Konflik selalu terjadi didalam masyarakat dan bersifat alamiah, hal ini di sebabkan karena manusia terdiri dari kelompok yang berbeda-beda. Dalam masyarakat pengusalah yang dapat mengontrol situasi, kekuasaan yang lebih tinggi dalm kelas sosial akan memiliki kekuatan untuk menguasai masyarakat dan mempengaruhi dalam pembuatan keputusan yang diambil. Marx melihat konflik dalam masyarakat diakibatkan karena perebutan atas sumber-sumber kekuasaan. Dalam masyarakat industri konflik akan timbul antara para pekerja ataupun buruh dengan pemilik modal ataupun pemilik perusahaan.

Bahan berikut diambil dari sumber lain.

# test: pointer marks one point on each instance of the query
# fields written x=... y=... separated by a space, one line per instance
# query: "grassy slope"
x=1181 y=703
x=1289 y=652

Marx memandang masyarakat sebagai sebuah jaringan hubungan antar pribadi, sebagai keutuhan yang membentuk kegiatan-kegiatan manusia, dan menyusun apa yang kita sebut sifat manusia. Meskipun terdapat banyak tempat untuk memulai studi hubungan-hubungan soaial, bagi marx adalah titik awal yang paling banyak memberikan hasil karena mewarnai seluruh aspek kehidupan sosial lain. Mode produksi spesifik apapun cenderung untuk diasosiasikan dengan satu tahap perkembangan sosial atau historis tertentu, dengan satu cara hidup tertentu. Meskipun aspek ekonomi adalah sentral, namun tidak mendominasi atau secara langsung menentukan seluruh ciri masyarakat dan budaya. Karena konflik-konflik politik dan krisis-krisis ekonomi menjadikannya satu penghalang bagi kemajuan lebih lanjut, kapitalisme tidak lagi akan jatuh dan membangkitkan  satu mode produksi baru. Transformasi sosial ini tidak akan terjadi tanpa adanya  pertentangan kelas, tanpa kegiatan revolusioner rakyat yang spontan namun telah dipersiapkan[1].

            Sampai saat ini yang masih menjadi sejarah panjang masyarakat yaitu adanya pertentangan kelas. Seperrti yang kita ketahui bersama yaitu adanya pertentangan kelas antara orang bebas dan budak, bangsawan dan rakyat jelata, tuan tanah dan penggarap serta antara majikan dan pekerja. Penindasan sejak dulu sering terjadi, secara langsung masyarakat sebagai satu keutuhan semakin terbeleh dua menjadi pihak besar yang bermusuhan, dan menjadi dua kelas yang saling berhadapan yaitu antara Borjuis dan Proletarian. Marx menyatakan bahwa kondisi manusia lain dikondisikan oleh orang-orang yang lebih kaya dan lebih mapan. Sementara Marx justru mempertanyakan bahwa sesama manusia mengapa tidak membangun pola kehidupan atas dasar serba kesamaan dan keselarasan.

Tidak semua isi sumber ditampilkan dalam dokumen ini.